Duas enormes fossas escavadas no topo de uma colina que domina a reserva privada de Schoeman, de 22.000 hectares, servem como fossas comuns.
Dois funcionários da reserva jogam ali os cadáveres de dois antílopes.
Em geral, Paul Ludick é o responsável por localizar vestígios e pegadas de animais para os turistas. Agora, porém, passa seu tempo coletando corpos, em número excessivo mesmo para os animais necrófagos.
Também tem de alimentar os que sobrevivem em condições-limite.
No fim do dia, quando a temperatura volta a ser tolerável, dezenas de búfalos se juntam, assim como as vacas, para comer alfalfa, uma cena completamente antinatural.
– Cordeiros abandonados –
A seca representa um abismo financeiro para a reserva, que gasta 200.000 rands (cerca de 12.000 euros) por mês para alimentar os animais e obriga o cancelamento das reservas dos caçadores, que buscam troféus.
“Temos que fazer uma partida de caça justa. Os caçadores não podem atirar em animais tão fracos”, alega Schoeman.
Menos caçadores também significa um problema de renda para Paul Ludick e seus colegas.
O salário de Ludick caiu pela metade em um ano. Pela primeira vez, “tive de pedir dinheiro emprestado para comprar material escolar” para os filhos, conta ele, há 28 anos funcionário nesta reserva.
O governo sul-africano, que declarou estado de desastre natural em Northern Cape, vai liberar 300 milhões de rands (19,65 milhões de dólares) em ajudas, uma quantia que representa uma gota de água no deserto.
“Nunca vi isso. Simplesmente não chove”, assegura Johan Steenkamp, um criador de 52 anos, à frente de uma granja de 6.000 hectares.
“Perdemos muitos animais. Restam de 30% a 40% do nosso gado”, já que mais de 100 animais morreram pela seca e outros 200 foram enviados prematuramente para o matadouro.
É uma hecatombe. O mesmo vale para muitos fazendeiros da região, que perderam entre 30% e 70% de seu gado em dois anos, segundo a cooperativa agrícola KLK.
As ovelhas ainda dão à luz, mas abandonam seus recém-nascidos, porque “não têm leite suficiente”.
“Deixam os filhotes para trás e morrem”, conta Johan Steenkamp.

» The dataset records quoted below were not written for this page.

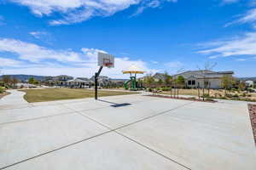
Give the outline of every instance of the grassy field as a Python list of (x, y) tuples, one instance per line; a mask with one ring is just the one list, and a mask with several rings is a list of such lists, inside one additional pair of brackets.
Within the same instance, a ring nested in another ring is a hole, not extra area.
[(0, 94), (0, 99), (3, 98), (4, 96), (9, 95), (9, 92), (3, 92), (3, 94)]
[[(94, 90), (89, 90), (89, 89), (45, 88), (45, 89), (24, 89), (20, 91), (26, 93), (26, 95), (24, 96), (24, 99), (29, 103), (94, 97)], [(98, 91), (98, 95), (100, 97), (133, 94), (136, 93), (121, 92), (121, 91), (119, 92), (107, 91), (107, 90)]]
[[(214, 90), (214, 92), (217, 92), (218, 90)], [(202, 89), (200, 89), (201, 95), (202, 94)], [(213, 91), (211, 90), (210, 93), (212, 93)], [(174, 89), (172, 89), (172, 93), (174, 93)], [(208, 91), (205, 90), (205, 94), (207, 94)], [(171, 94), (170, 91), (167, 92), (160, 92), (160, 94)], [(198, 90), (197, 89), (178, 89), (178, 94), (179, 95), (191, 95), (191, 96), (198, 96)]]

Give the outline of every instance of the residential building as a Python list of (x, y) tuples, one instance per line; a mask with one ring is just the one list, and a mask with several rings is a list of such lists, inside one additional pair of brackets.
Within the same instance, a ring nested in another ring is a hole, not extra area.
[(187, 88), (209, 88), (214, 89), (222, 88), (222, 77), (224, 76), (232, 76), (233, 71), (188, 71), (173, 75), (175, 79), (182, 76), (185, 79)]

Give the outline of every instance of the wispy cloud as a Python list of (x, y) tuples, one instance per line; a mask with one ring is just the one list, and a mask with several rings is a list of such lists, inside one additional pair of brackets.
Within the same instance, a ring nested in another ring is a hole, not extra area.
[(0, 26), (5, 25), (3, 16), (0, 15)]
[(132, 14), (131, 16), (136, 16), (142, 14), (146, 8), (155, 8), (160, 6), (160, 4), (164, 2), (172, 2), (177, 3), (177, 0), (144, 0), (142, 1), (140, 6), (137, 8), (137, 11)]
[(42, 37), (46, 36), (48, 33), (46, 31), (31, 31), (29, 32), (29, 34), (37, 39), (40, 39)]
[[(54, 13), (63, 15), (51, 20), (50, 25), (69, 25), (87, 20), (95, 16), (110, 16), (131, 5), (156, 8), (163, 2), (177, 0), (8, 0), (30, 8), (38, 16), (49, 16)], [(143, 9), (140, 9), (140, 13)]]
[(224, 3), (237, 3), (239, 2), (240, 0), (223, 0), (222, 2)]
[[(15, 59), (0, 58), (0, 66), (5, 73), (33, 73), (38, 75), (67, 74), (72, 76), (91, 76), (97, 69), (97, 53), (104, 52), (97, 48), (82, 48), (80, 51), (56, 50), (16, 39), (0, 38), (0, 53), (4, 56), (14, 55)], [(115, 68), (104, 69), (104, 73), (112, 77), (124, 77), (122, 71), (136, 65), (145, 71), (149, 69), (141, 60), (115, 58)]]
[(7, 59), (7, 58), (3, 58), (0, 57), (0, 66), (7, 66), (7, 67), (20, 67), (24, 65), (23, 62), (12, 60), (12, 59)]
[(255, 55), (256, 32), (247, 33), (230, 40), (206, 43), (203, 47), (207, 49), (198, 51), (199, 54), (222, 57)]
[(169, 67), (169, 68), (181, 68), (183, 65), (184, 65), (183, 63), (181, 63), (180, 61), (171, 61), (171, 62), (165, 64), (165, 66)]
[(227, 23), (224, 26), (224, 27), (235, 24), (246, 24), (246, 23), (253, 24), (252, 26), (255, 27), (255, 22), (256, 22), (256, 8), (252, 8), (248, 10), (246, 14), (237, 15), (236, 20), (235, 20), (232, 22)]

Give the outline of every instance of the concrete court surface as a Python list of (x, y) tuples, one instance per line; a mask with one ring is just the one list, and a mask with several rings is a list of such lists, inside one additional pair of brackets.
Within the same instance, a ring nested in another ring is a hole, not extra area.
[(132, 94), (27, 104), (14, 94), (17, 103), (0, 100), (0, 169), (256, 169), (246, 102)]

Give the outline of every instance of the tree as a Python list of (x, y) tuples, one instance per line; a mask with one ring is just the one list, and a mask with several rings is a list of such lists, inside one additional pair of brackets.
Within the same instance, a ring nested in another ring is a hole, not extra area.
[(9, 75), (3, 75), (3, 82), (4, 85), (9, 86), (11, 83), (11, 77)]
[(36, 82), (36, 80), (35, 80), (34, 77), (30, 77), (30, 78), (28, 79), (28, 83), (30, 83), (30, 84), (34, 84), (35, 82)]
[(15, 88), (15, 85), (18, 83), (19, 80), (15, 77), (12, 79), (13, 88)]
[(164, 74), (164, 77), (165, 77), (164, 79), (165, 86), (166, 87), (170, 86), (172, 83), (172, 77), (170, 75), (168, 75), (166, 71)]
[(227, 95), (227, 90), (236, 83), (236, 79), (230, 76), (223, 76), (221, 78), (221, 86), (224, 89), (225, 96)]
[(246, 88), (246, 83), (244, 82), (240, 82), (238, 83), (238, 88), (240, 90), (244, 90)]
[(162, 81), (162, 79), (159, 79), (159, 81), (157, 82), (157, 83), (160, 85), (160, 86), (161, 86), (162, 84), (163, 84), (163, 81)]

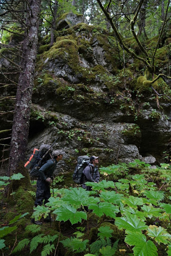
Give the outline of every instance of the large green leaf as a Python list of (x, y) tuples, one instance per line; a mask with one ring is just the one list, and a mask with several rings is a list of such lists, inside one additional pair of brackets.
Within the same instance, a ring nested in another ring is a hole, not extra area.
[(133, 196), (130, 196), (128, 198), (124, 198), (122, 201), (124, 204), (134, 209), (137, 209), (137, 206), (143, 204), (143, 201), (141, 198), (136, 198)]
[(164, 244), (168, 244), (168, 240), (171, 240), (171, 234), (167, 232), (166, 230), (162, 226), (150, 225), (148, 229), (148, 235), (154, 238), (158, 244), (162, 242)]
[(0, 240), (0, 250), (6, 247), (6, 244), (4, 244), (4, 242), (5, 240), (4, 240), (4, 239)]
[(26, 246), (27, 246), (29, 243), (30, 240), (28, 238), (26, 238), (25, 239), (23, 239), (23, 240), (20, 241), (17, 246), (12, 251), (12, 253), (22, 250), (24, 248), (24, 247), (25, 247)]
[(147, 198), (142, 198), (142, 200), (144, 204), (154, 204), (154, 206), (158, 206), (158, 204), (156, 200), (153, 199), (148, 199)]
[(171, 244), (168, 245), (168, 250), (167, 251), (168, 256), (171, 256)]
[(10, 178), (10, 177), (8, 176), (0, 176), (0, 180), (8, 180)]
[(158, 256), (158, 250), (152, 241), (146, 241), (146, 236), (142, 233), (129, 232), (125, 238), (125, 242), (133, 248), (134, 256)]
[(58, 206), (60, 206), (64, 204), (64, 202), (60, 200), (60, 198), (58, 197), (51, 197), (48, 200), (48, 202), (46, 202), (46, 205), (48, 207), (50, 207), (50, 210), (54, 210)]
[(2, 180), (0, 180), (0, 188), (2, 186), (6, 186), (8, 184), (10, 184), (9, 182), (5, 182)]
[(94, 254), (84, 254), (84, 256), (96, 256)]
[(82, 219), (86, 220), (86, 214), (84, 212), (76, 212), (76, 209), (68, 205), (62, 206), (53, 212), (57, 214), (56, 220), (66, 222), (70, 220), (72, 224), (82, 222)]
[(126, 217), (117, 217), (116, 218), (115, 224), (120, 229), (124, 228), (127, 231), (140, 232), (146, 230), (148, 226), (134, 214), (128, 214)]
[(106, 191), (102, 192), (100, 196), (106, 202), (118, 204), (119, 202), (121, 202), (121, 198), (123, 195), (116, 194), (115, 191)]
[(104, 238), (112, 238), (112, 233), (113, 230), (110, 230), (110, 228), (108, 226), (100, 226), (98, 228), (99, 232), (98, 233), (98, 236), (100, 236), (100, 239), (103, 239)]
[(100, 252), (102, 256), (114, 256), (116, 250), (112, 248), (110, 246), (108, 246), (100, 250)]
[(43, 250), (41, 252), (41, 256), (47, 256), (50, 255), (50, 252), (52, 252), (52, 250), (54, 250), (55, 248), (54, 244), (48, 244), (44, 246)]
[(22, 218), (28, 214), (29, 214), (29, 213), (26, 212), (25, 214), (24, 214), (22, 215), (21, 214), (20, 214), (19, 215), (16, 216), (16, 217), (10, 220), (10, 222), (9, 222), (9, 225), (13, 224), (13, 223), (14, 223), (15, 222), (17, 222), (20, 218)]
[(160, 208), (155, 208), (152, 206), (144, 204), (142, 207), (142, 209), (144, 213), (146, 213), (146, 216), (149, 218), (151, 218), (152, 216), (158, 217), (162, 215), (160, 212), (162, 212), (162, 210)]
[(118, 206), (114, 206), (110, 202), (100, 202), (98, 204), (92, 204), (88, 207), (89, 209), (93, 210), (93, 212), (98, 216), (100, 217), (105, 214), (106, 216), (109, 216), (114, 218), (116, 218), (116, 213), (120, 212)]
[(149, 199), (161, 201), (164, 198), (164, 192), (162, 191), (146, 191), (144, 194)]
[(128, 212), (130, 212), (134, 215), (136, 215), (137, 217), (140, 218), (140, 220), (142, 222), (144, 222), (146, 220), (146, 214), (142, 212), (140, 212), (136, 209), (134, 209), (131, 207), (125, 207), (123, 208), (123, 210), (122, 211), (122, 213), (124, 213), (125, 215), (127, 215)]
[(76, 208), (82, 205), (88, 205), (92, 202), (98, 202), (100, 201), (98, 198), (95, 198), (93, 196), (90, 198), (89, 192), (86, 191), (82, 188), (70, 188), (70, 190), (65, 190), (65, 194), (62, 198), (62, 200)]
[(71, 237), (70, 238), (68, 238), (61, 241), (60, 242), (64, 247), (69, 248), (72, 252), (75, 250), (76, 252), (80, 252), (86, 248), (86, 244), (88, 242), (87, 240), (83, 241), (82, 239)]
[(32, 216), (35, 218), (36, 220), (40, 220), (43, 216), (46, 218), (50, 212), (48, 207), (45, 207), (44, 206), (38, 206), (34, 208), (34, 210)]
[(171, 204), (161, 204), (160, 206), (162, 207), (166, 214), (171, 214)]
[(132, 178), (133, 178), (133, 180), (136, 180), (144, 182), (145, 177), (143, 174), (136, 174), (135, 175), (133, 175), (132, 176)]
[(116, 186), (120, 190), (128, 190), (129, 188), (129, 184), (122, 184), (120, 182), (116, 182)]
[(17, 228), (16, 226), (4, 226), (0, 228), (0, 238), (4, 238), (8, 234), (12, 232), (14, 230)]
[(36, 236), (34, 236), (30, 244), (30, 252), (31, 254), (32, 251), (35, 250), (38, 246), (38, 244), (42, 243), (42, 236), (44, 236), (43, 234), (40, 234)]
[(113, 182), (106, 182), (105, 180), (103, 180), (99, 183), (96, 183), (93, 182), (86, 182), (85, 183), (87, 186), (92, 186), (92, 189), (94, 190), (105, 191), (105, 188), (114, 188), (114, 183)]

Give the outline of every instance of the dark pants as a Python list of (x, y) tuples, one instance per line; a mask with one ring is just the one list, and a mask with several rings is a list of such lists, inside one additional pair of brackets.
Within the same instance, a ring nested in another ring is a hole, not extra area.
[(48, 202), (50, 197), (50, 187), (48, 182), (38, 178), (37, 181), (37, 190), (36, 191), (34, 206), (42, 206), (44, 200), (44, 204)]

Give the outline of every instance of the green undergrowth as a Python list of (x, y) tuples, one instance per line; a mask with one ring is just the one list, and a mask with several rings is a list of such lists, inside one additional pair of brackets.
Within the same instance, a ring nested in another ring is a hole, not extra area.
[[(3, 244), (9, 237), (14, 244), (14, 255), (26, 250), (42, 256), (54, 255), (56, 250), (61, 256), (170, 255), (170, 165), (161, 164), (152, 168), (135, 160), (102, 167), (100, 172), (99, 183), (86, 183), (92, 188), (90, 192), (80, 186), (61, 186), (64, 175), (57, 178), (54, 196), (46, 207), (35, 208), (32, 216), (42, 220), (51, 213), (54, 222), (50, 228), (44, 223), (30, 226), (23, 218), (17, 242), (14, 230), (2, 237), (4, 255), (9, 248)], [(14, 226), (15, 222), (8, 222)]]

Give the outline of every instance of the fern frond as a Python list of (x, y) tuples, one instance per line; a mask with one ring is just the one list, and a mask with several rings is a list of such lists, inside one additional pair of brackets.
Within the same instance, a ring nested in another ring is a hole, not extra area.
[(116, 240), (116, 242), (114, 242), (113, 246), (112, 246), (112, 248), (116, 250), (118, 249), (118, 242), (119, 242), (119, 239), (118, 239), (118, 240)]
[(42, 242), (42, 236), (43, 235), (43, 234), (38, 234), (38, 236), (34, 236), (32, 240), (30, 242), (30, 253), (32, 252), (33, 250), (36, 248), (38, 244)]
[(98, 240), (90, 245), (90, 251), (91, 254), (99, 254), (99, 250), (102, 246), (103, 242), (102, 240)]
[(42, 242), (44, 244), (49, 244), (50, 242), (53, 242), (58, 237), (58, 234), (54, 234), (52, 236), (48, 234), (42, 238)]
[(112, 242), (110, 238), (106, 238), (106, 239), (100, 239), (100, 240), (98, 240), (92, 244), (90, 245), (90, 250), (91, 254), (96, 254), (96, 255), (99, 254), (99, 251), (101, 248), (103, 247), (106, 247), (107, 246), (112, 246)]
[(41, 256), (46, 256), (50, 255), (50, 253), (52, 252), (52, 249), (54, 249), (54, 244), (48, 244), (44, 246), (42, 251), (41, 252)]
[(32, 232), (32, 233), (36, 233), (37, 232), (39, 232), (41, 229), (41, 228), (38, 225), (36, 225), (35, 224), (32, 224), (32, 225), (28, 225), (25, 228), (25, 230), (26, 231), (29, 231), (30, 232)]
[(28, 246), (30, 242), (30, 240), (26, 238), (25, 239), (23, 239), (20, 241), (18, 244), (16, 248), (13, 250), (12, 254), (14, 252), (18, 252), (22, 250), (23, 248), (26, 246)]

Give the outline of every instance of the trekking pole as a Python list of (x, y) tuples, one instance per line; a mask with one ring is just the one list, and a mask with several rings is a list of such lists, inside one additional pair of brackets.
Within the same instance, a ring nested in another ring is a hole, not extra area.
[(54, 140), (54, 142), (52, 143), (52, 146), (50, 146), (50, 148), (48, 148), (48, 150), (44, 154), (44, 156), (42, 156), (42, 158), (40, 158), (40, 160), (38, 161), (38, 166), (40, 164), (40, 162), (42, 162), (42, 160), (44, 159), (44, 158), (46, 158), (46, 156), (47, 156), (47, 154), (48, 154), (48, 153), (49, 153), (49, 152), (50, 152), (50, 148), (51, 148), (52, 147), (52, 146), (55, 144), (55, 142), (56, 142), (56, 141), (57, 140), (58, 138), (58, 137), (56, 140)]
[(52, 191), (53, 191), (53, 198), (54, 196), (54, 180), (53, 180), (53, 178), (52, 179)]

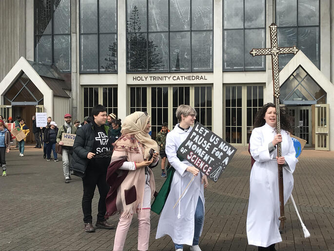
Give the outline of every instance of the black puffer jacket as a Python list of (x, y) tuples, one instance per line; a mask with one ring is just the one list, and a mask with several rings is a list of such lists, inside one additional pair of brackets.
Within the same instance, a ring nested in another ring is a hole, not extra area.
[[(77, 136), (73, 145), (73, 153), (72, 158), (72, 170), (75, 175), (83, 177), (86, 168), (88, 165), (87, 155), (92, 152), (94, 147), (94, 133), (93, 127), (96, 125), (92, 118), (88, 119), (88, 124), (79, 127), (77, 132)], [(109, 139), (110, 148), (113, 149), (112, 144), (116, 139), (111, 135), (110, 131), (112, 127), (104, 126), (104, 130)]]

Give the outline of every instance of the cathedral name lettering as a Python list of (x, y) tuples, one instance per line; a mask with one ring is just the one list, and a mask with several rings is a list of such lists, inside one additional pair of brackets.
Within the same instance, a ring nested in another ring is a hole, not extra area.
[(134, 76), (132, 77), (134, 81), (168, 81), (173, 80), (208, 80), (205, 75), (181, 75), (181, 76)]

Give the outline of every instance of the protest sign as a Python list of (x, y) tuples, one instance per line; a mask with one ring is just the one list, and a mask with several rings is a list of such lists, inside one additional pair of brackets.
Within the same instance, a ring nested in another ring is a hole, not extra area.
[(196, 122), (177, 150), (177, 155), (216, 182), (236, 148)]
[(63, 133), (61, 135), (61, 141), (64, 143), (63, 146), (73, 146), (76, 135), (71, 133)]
[(17, 141), (21, 141), (26, 137), (25, 134), (20, 127), (14, 128), (12, 129), (11, 132), (15, 136)]
[(44, 127), (47, 125), (47, 115), (46, 112), (36, 112), (36, 126)]

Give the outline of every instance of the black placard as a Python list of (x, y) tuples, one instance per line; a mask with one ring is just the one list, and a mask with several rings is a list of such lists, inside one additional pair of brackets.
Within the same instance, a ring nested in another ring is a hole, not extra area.
[(196, 122), (177, 154), (216, 182), (236, 148)]

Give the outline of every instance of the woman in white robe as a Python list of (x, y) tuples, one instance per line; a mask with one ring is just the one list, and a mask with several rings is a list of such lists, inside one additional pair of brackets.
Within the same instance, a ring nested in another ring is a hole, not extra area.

Seus dois filhos mais velhos escolheram uma carreira diferente da agricultura, e Steenkamp também dissuadiu o mais jovem de trabalhar na propriedade familiar.
“Se isso continuar assim, não há futuro aqui”, prevê o fazendeiro com os olhos em lágrimas.
“Nesse ritmo, posso aguentar até março. Depois disso, não sei”, lamentou.